Les enseignants en grève

L'université Toulouse Jean-Jaurès fait les frais de ces complications. En 2016, la fac, qui ne limite pas le nombre d'inscrits en psychologie, enregistre un afflux supplémentaire de plus de 500 étudiants par rapport à l'année précédente. "Les bacheliers recalés à Bordeaux, Aix ou Montpellier, à cause des contingentements en licence, s'inscrivent tous dans la Ville rose. Ce qui fait exploser les conditions d'études, qui ne sont absolument pas satisfaisantes", commente Juliane Martin.

Pour protester contre ces filières bondées, les enseignants-chercheurs ont planté le piquet de grève du 20 septembre au 10 octobre 2016. Largement soutenus par leurs étudiants, ils ont dénoncé le manque de moyens et la réduction de plus de 100 heures d'enseignement en présentiel en L3 et M1, et 150 heures en M2. Finalement, ils ont obtenu un volume d’heures supplémentaires, et la création de deux postes administratifs. 
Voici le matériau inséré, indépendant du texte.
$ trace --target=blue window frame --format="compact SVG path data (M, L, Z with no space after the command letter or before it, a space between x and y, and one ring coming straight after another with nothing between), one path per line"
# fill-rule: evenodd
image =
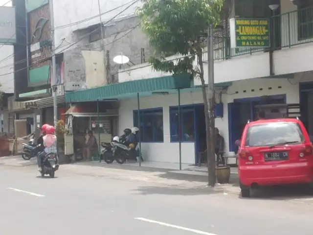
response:
M141 142L163 142L163 108L140 110L138 124L138 110L134 111L134 126L139 129Z
M180 126L182 142L195 141L195 108L180 107ZM170 107L171 142L179 140L178 107Z

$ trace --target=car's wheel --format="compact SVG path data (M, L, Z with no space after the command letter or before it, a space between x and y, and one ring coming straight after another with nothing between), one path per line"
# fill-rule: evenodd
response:
M241 196L242 197L250 197L250 188L242 188Z
M51 171L49 173L50 178L54 178L54 170L51 169Z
"De l'irrespect" envers les étudiants en psycho

Mais les difficultés n'avaient pas attendu la rentrée pour se manifester. Le 29 août 2016, les 1.228 étudiants qui prennent leur cours à distance à l'université de Reims ont tous reçu une mauvaise surprise dans leur boîte mail. Un courriel lapidaire de six lignes, leur annonçant que la formation à distance était tout bonnement "supprimée", faute de ressources. Aux étudiants, il était conseillé de se rediriger vers les bancs de Toulouse, ou Bordeaux, toutes déjà débordées. Pierre Durand déplore cet "irrespect". "C'est une démission des pouvoirs publics sur la psychologie", clame-t-il. Selon lui, les futurs psys "tiennent le coup, s'accrochent et travaillent" malgré ces déboires. En fac de psycho, seuls 41 % des étudiants de première année sont reçus en licence 2.